Opec oil cartel to stick to its oil output targets in face of Moscow sanctions uncertainty
Opec+ agreed to stick to its oil output targets at a meeting on Sunday as the oil markets struggle to assess the impact of a slowing Chinese economy on demand and a G7 price cap on Russian oil on supply.
The decision comes two days after the Group of Seven (G7) nations agreed a price cap on Russian oil, which takes effect on Monday.
Opec+, which comprises the Organization of the Petroleum Exporting Countries (Opec) and allies including Russia, angered the US and other Western nations in October when it agreed to cut output by 2 million barrels per day (bpd), about 2 per cent of world demand, from November until the end of 2023.
Washington accused the group and one of its leaders, Saudi Arabia, of siding with Russia despite Moscow’s war in Ukraine.
Opec+ argued it had cut output because of a weaker economic outlook. Oil prices have declined since October due to slower Chinese and global growth and higher interest rates, prompting market speculation the group could cut output again.
But on Sunday the group of oil producers decided to keep the policy unchanged. Its key ministers will next meet on February 1 for a monitoring committee while a full meeting is scheduled for June 3-4.
On Friday, G7 nations and Australia agreed a $60 per barrel price cap on Russian seaborne crude oil in a move to deprive President Vladimir Putin of revenue while keeping Russian oil flowing to global markets.

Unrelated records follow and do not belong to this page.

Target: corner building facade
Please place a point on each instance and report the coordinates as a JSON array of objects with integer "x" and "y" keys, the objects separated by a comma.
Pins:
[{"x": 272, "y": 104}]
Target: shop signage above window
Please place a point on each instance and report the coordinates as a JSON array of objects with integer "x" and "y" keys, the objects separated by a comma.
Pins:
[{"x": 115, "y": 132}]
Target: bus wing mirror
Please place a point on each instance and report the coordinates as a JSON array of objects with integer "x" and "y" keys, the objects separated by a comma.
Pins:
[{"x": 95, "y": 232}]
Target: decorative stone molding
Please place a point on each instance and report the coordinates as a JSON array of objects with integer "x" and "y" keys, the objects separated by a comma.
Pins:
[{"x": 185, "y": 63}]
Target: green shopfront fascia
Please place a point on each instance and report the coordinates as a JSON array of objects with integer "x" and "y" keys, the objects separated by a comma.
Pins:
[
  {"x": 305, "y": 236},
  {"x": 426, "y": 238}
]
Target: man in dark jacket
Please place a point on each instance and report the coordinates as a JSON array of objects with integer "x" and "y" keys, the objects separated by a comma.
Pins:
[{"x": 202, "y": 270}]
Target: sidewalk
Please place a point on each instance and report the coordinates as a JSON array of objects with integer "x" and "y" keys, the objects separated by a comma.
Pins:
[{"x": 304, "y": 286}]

Moscow said it would not sell its oil under the cap and was analysing how to respond.
Many analysts and Opec ministers have said the price cap is confusing and probably inefficient as Moscow has been selling most of its oil to countries such as China and India, which have refused to condemn the war in Ukraine.
Neither an Opec meeting on Saturday nor the Opec+ meeting on Sunday discussed the Russian price cap, sources said.
Russia’s deputy Prime Minister Alexander Novak said on Sunday Russia would rather cut production than supply oil under the price cap and said the cap may affect other producers.
Sources have told Reuters several Opec+ members have expressed frustration at the cap saying the anti-market measure could ultimately be used by the West against any producer.
The US said the measure was not aimed at Opec.
JP Morgan said on Friday that Opec+ could review production in the new year based on fresh data on Chinese demand trends and consumer compliance with price caps on Russia crude output and tanker flow.